I could enroll in one full-year elective as a freshman.
It doesn’t sound like that big of a deal, until you hear the options.
For me, the decision waivered between enrolling in Agriculture 9 and following in the FFA footsteps of my two older brothers (yes, back then it was still called Future Farmers of America); or continuing on in the German language. As an eighth-grader, I had a one-trimester taste of Deutsch thanks to Herr Pearson.
The farm girl and 4-H’er in me sided with my family’s agricultural roots — instead of with my family’s German heritage.
Oh, how I wish I could have taken both electives in place of other classes I had to take — like shop and sewing. (I don’t trust my fingers will ever be safe around saw blades or sewing machines. My apologies to the shop and home ec teachers!)
Having recently connected with a distant cousin on the Aeilts (Aielts or Ailts — there were 12 kids and three different spellings among them!) side of the family tree, I think it’s safe to say we’re both a bit frustrated with our communication efforts.
Matthias and I frequently send email messages and Facebook Messenger notes back and forth. On Christmas day, he shared a video of the children’s choir singing in the beautifully ornate, 800-year-old church in his hometown of Ostfriesland. Last weekend, I photographed obituary cards and old photographs and emailed them to him. He was thrilled to have more information to add to his genealogy research.
In one such photo, the only identification is “Grandpa and Grandma Aeilts.” We didn’t know how many generations back it went, but Matthias recognized the man in the photo as being my great-grandfather — and the brother to his great-grandfather.
Music and pictures can be understood in any language. Actual words, however, cannot.
Last summer, when I traveled to the Crailsheim area of Germany and stayed with a host family, dear Inge and Silke exclaimed, after several challenging days of verbal communication, that “we talk with our hands and our feet!”
And it struck me. You know, my Hispanic neighbors might not understand me sometimes either, but at least we can nod and smile and move our hands and our feet and find our universal language.
Well, the hands and feet do no good through Internet communication!
And so, Matthias will ask someone to help translate my English-only emails and messages, or he tries to run words through a German-English translation program.
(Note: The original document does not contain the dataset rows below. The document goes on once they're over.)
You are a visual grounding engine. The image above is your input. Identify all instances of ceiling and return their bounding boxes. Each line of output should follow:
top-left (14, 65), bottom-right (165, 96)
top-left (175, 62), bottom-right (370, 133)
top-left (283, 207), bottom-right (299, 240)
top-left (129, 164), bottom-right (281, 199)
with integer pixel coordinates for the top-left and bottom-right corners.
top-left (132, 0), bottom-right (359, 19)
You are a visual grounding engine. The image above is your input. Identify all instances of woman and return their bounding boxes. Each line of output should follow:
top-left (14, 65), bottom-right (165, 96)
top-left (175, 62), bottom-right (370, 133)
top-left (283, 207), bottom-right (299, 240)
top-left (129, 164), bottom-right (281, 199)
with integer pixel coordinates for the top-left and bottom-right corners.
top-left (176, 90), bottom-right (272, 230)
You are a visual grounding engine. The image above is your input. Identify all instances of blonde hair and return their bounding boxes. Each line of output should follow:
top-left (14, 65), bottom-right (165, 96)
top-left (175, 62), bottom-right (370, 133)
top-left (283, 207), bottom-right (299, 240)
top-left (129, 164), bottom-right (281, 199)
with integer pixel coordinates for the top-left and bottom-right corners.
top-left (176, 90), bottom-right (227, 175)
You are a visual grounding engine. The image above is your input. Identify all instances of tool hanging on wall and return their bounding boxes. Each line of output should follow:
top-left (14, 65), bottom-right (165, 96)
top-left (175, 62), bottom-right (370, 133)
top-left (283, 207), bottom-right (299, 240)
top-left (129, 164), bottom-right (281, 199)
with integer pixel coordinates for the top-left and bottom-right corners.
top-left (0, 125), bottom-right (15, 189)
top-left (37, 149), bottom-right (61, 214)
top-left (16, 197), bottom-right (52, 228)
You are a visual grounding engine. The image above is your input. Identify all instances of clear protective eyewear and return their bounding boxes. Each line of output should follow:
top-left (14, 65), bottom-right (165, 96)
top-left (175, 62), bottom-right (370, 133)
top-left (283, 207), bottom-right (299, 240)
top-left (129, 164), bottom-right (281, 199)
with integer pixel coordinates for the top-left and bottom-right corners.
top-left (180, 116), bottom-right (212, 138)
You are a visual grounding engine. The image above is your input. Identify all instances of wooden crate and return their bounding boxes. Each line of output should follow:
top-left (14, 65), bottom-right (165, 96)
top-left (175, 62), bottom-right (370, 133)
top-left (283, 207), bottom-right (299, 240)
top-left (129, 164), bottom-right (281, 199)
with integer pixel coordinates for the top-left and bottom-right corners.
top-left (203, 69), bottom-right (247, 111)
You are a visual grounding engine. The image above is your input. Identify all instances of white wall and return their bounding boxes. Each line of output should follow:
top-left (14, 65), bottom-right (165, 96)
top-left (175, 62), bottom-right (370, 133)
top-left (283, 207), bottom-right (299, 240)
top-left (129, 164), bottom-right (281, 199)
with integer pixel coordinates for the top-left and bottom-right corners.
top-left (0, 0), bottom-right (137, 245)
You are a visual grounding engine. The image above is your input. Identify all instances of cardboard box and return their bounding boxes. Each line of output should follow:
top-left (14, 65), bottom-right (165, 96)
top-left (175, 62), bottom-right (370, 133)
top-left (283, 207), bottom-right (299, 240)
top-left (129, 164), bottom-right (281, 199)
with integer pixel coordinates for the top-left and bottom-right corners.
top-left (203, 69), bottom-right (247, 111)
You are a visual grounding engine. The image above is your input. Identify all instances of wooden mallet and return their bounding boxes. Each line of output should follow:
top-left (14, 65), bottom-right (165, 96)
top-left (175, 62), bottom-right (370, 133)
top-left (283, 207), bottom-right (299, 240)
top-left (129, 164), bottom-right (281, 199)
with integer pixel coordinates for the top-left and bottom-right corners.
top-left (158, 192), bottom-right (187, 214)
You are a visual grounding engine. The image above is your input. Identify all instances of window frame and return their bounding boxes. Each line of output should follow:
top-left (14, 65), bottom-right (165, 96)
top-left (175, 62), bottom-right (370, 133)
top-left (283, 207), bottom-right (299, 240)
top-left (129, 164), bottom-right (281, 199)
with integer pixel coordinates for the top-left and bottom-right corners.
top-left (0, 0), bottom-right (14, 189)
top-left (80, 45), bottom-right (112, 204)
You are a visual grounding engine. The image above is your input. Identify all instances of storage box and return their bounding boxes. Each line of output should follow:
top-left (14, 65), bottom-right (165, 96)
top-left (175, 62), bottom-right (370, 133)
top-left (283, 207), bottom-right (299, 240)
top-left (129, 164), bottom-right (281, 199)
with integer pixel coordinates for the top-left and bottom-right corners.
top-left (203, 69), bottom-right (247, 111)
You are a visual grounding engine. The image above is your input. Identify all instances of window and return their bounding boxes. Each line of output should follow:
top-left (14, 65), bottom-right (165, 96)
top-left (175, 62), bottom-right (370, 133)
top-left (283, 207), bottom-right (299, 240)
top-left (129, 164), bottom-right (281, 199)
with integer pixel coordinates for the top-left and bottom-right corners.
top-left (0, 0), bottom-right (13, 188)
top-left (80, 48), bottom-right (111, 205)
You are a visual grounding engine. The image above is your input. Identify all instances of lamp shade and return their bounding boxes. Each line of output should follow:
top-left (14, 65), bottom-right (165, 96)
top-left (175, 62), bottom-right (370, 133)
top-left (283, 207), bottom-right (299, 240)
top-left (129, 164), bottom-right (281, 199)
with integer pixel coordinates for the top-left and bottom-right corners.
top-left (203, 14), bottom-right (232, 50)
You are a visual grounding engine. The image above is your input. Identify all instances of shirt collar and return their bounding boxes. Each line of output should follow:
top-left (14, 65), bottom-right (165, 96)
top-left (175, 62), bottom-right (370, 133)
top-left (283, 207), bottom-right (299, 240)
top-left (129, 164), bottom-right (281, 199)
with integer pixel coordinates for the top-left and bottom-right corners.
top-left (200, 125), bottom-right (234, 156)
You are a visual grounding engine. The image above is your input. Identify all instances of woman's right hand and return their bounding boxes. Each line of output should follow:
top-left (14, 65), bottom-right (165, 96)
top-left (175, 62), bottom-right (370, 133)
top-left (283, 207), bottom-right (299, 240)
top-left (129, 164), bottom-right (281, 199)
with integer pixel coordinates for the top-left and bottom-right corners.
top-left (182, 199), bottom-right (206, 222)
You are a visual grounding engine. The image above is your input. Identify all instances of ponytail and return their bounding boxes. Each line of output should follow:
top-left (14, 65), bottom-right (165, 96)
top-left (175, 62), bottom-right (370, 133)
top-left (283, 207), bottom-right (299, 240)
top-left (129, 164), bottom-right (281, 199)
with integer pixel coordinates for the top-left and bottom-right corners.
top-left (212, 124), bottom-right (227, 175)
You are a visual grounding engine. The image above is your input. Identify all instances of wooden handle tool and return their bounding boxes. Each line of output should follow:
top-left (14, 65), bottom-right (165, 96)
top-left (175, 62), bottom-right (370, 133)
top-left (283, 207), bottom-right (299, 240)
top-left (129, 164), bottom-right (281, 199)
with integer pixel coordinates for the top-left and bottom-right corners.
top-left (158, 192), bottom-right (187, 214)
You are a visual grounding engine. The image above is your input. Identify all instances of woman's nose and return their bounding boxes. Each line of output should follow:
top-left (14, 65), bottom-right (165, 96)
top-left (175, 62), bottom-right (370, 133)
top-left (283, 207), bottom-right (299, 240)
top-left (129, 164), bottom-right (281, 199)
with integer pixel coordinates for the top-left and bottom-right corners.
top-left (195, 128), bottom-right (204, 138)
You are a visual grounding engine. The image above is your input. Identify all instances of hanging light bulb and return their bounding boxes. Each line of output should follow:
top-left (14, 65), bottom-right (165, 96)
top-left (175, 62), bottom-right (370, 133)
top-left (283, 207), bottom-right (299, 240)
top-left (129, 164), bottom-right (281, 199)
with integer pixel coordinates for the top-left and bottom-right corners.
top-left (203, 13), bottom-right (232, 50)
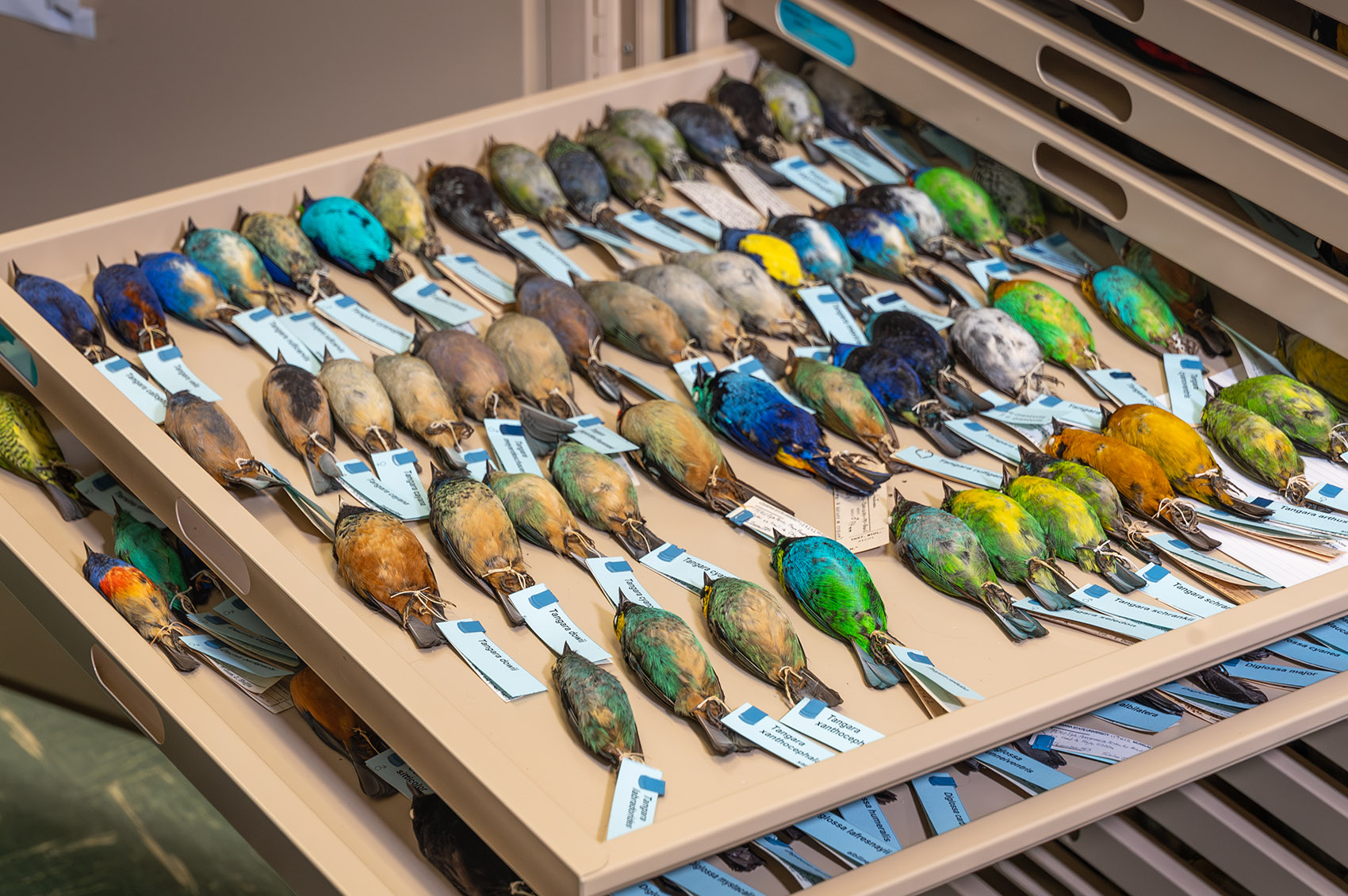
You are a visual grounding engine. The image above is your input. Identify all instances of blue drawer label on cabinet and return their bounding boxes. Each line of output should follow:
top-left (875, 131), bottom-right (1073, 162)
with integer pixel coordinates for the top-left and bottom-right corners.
top-left (776, 0), bottom-right (856, 65)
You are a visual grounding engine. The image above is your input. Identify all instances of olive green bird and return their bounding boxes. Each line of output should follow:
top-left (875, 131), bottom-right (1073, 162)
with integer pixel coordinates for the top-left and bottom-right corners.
top-left (0, 392), bottom-right (89, 520)
top-left (941, 485), bottom-right (1081, 611)
top-left (614, 597), bottom-right (753, 756)
top-left (553, 644), bottom-right (645, 769)
top-left (703, 576), bottom-right (843, 706)
top-left (772, 535), bottom-right (905, 688)
top-left (786, 356), bottom-right (913, 473)
top-left (1201, 397), bottom-right (1315, 504)
top-left (988, 280), bottom-right (1108, 370)
top-left (890, 492), bottom-right (1049, 641)
top-left (487, 470), bottom-right (600, 569)
top-left (1001, 474), bottom-right (1146, 594)
top-left (1277, 324), bottom-right (1348, 414)
top-left (1217, 373), bottom-right (1348, 464)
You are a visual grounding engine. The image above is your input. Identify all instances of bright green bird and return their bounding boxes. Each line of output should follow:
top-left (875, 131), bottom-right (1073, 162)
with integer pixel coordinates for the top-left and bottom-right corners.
top-left (890, 492), bottom-right (1049, 641)
top-left (0, 392), bottom-right (89, 520)
top-left (772, 535), bottom-right (905, 688)
top-left (1001, 476), bottom-right (1144, 593)
top-left (941, 485), bottom-right (1081, 611)
top-left (1217, 373), bottom-right (1348, 464)
top-left (614, 597), bottom-right (753, 756)
top-left (988, 280), bottom-right (1108, 370)
top-left (553, 644), bottom-right (643, 768)
top-left (703, 576), bottom-right (843, 706)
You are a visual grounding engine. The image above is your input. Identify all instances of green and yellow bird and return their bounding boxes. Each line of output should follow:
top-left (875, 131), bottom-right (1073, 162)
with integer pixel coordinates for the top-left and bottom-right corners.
top-left (890, 492), bottom-right (1049, 641)
top-left (988, 280), bottom-right (1108, 370)
top-left (941, 485), bottom-right (1081, 611)
top-left (553, 644), bottom-right (645, 769)
top-left (703, 576), bottom-right (843, 706)
top-left (1001, 476), bottom-right (1146, 594)
top-left (0, 392), bottom-right (89, 520)
top-left (614, 597), bottom-right (753, 756)
top-left (1201, 397), bottom-right (1315, 504)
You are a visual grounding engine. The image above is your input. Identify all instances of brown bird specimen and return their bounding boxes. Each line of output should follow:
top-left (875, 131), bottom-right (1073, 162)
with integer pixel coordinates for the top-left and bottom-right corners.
top-left (412, 330), bottom-right (519, 420)
top-left (333, 504), bottom-right (452, 648)
top-left (290, 667), bottom-right (398, 799)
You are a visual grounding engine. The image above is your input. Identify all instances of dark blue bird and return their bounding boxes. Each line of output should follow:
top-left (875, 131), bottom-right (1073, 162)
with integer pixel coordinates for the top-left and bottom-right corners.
top-left (13, 264), bottom-right (113, 364)
top-left (693, 370), bottom-right (890, 495)
top-left (93, 258), bottom-right (173, 352)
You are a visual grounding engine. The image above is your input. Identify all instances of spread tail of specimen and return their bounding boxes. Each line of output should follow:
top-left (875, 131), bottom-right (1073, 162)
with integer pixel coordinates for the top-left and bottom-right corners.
top-left (982, 582), bottom-right (1049, 641)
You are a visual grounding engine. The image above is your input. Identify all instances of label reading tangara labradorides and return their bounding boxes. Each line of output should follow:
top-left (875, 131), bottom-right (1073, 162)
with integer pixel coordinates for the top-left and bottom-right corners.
top-left (605, 757), bottom-right (664, 840)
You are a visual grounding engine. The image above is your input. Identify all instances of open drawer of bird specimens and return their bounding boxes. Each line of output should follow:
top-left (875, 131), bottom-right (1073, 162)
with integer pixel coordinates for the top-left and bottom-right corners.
top-left (0, 38), bottom-right (1348, 894)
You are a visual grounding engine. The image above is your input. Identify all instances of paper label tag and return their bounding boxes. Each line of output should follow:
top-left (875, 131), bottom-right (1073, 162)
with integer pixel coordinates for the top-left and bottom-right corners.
top-left (945, 419), bottom-right (1021, 464)
top-left (618, 209), bottom-right (722, 253)
top-left (393, 274), bottom-right (483, 329)
top-left (814, 137), bottom-right (903, 184)
top-left (1147, 532), bottom-right (1282, 589)
top-left (861, 289), bottom-right (955, 333)
top-left (726, 497), bottom-right (824, 544)
top-left (585, 557), bottom-right (661, 609)
top-left (1030, 725), bottom-right (1151, 764)
top-left (566, 414), bottom-right (641, 454)
top-left (664, 205), bottom-right (722, 243)
top-left (978, 746), bottom-right (1073, 794)
top-left (605, 757), bottom-right (664, 840)
top-left (75, 470), bottom-right (160, 530)
top-left (782, 697), bottom-right (884, 752)
top-left (894, 445), bottom-right (1001, 490)
top-left (233, 308), bottom-right (322, 373)
top-left (314, 295), bottom-right (412, 353)
top-left (281, 312), bottom-right (360, 366)
top-left (435, 618), bottom-right (547, 702)
top-left (795, 285), bottom-right (871, 345)
top-left (366, 749), bottom-right (431, 799)
top-left (496, 226), bottom-right (591, 283)
top-left (1162, 352), bottom-right (1208, 426)
top-left (506, 582), bottom-right (614, 664)
top-left (483, 418), bottom-right (543, 476)
top-left (641, 542), bottom-right (735, 594)
top-left (1138, 563), bottom-right (1231, 618)
top-left (139, 345), bottom-right (220, 401)
top-left (772, 158), bottom-right (847, 206)
top-left (909, 775), bottom-right (972, 834)
top-left (722, 703), bottom-right (833, 768)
Sometimes, when he just can’t find the English word for what he wants to say, he writes it in German.
I find myself turning to Google Translate to decipher words like angekommen and arbeite and “Das wünsche ich auch.”
Slowly, I’m finding the words in German to say what I want to say.
We are learning from each other.
Yeah, I wish I could speak German fluently — and Matthias probably wishes he could speak English as he traces back our family tree. But it’s OK. Life is good.
Some day, when he comes to America, Matthias says he will buy me a beer and we will share laughs. Now that is a gesture understood in any language!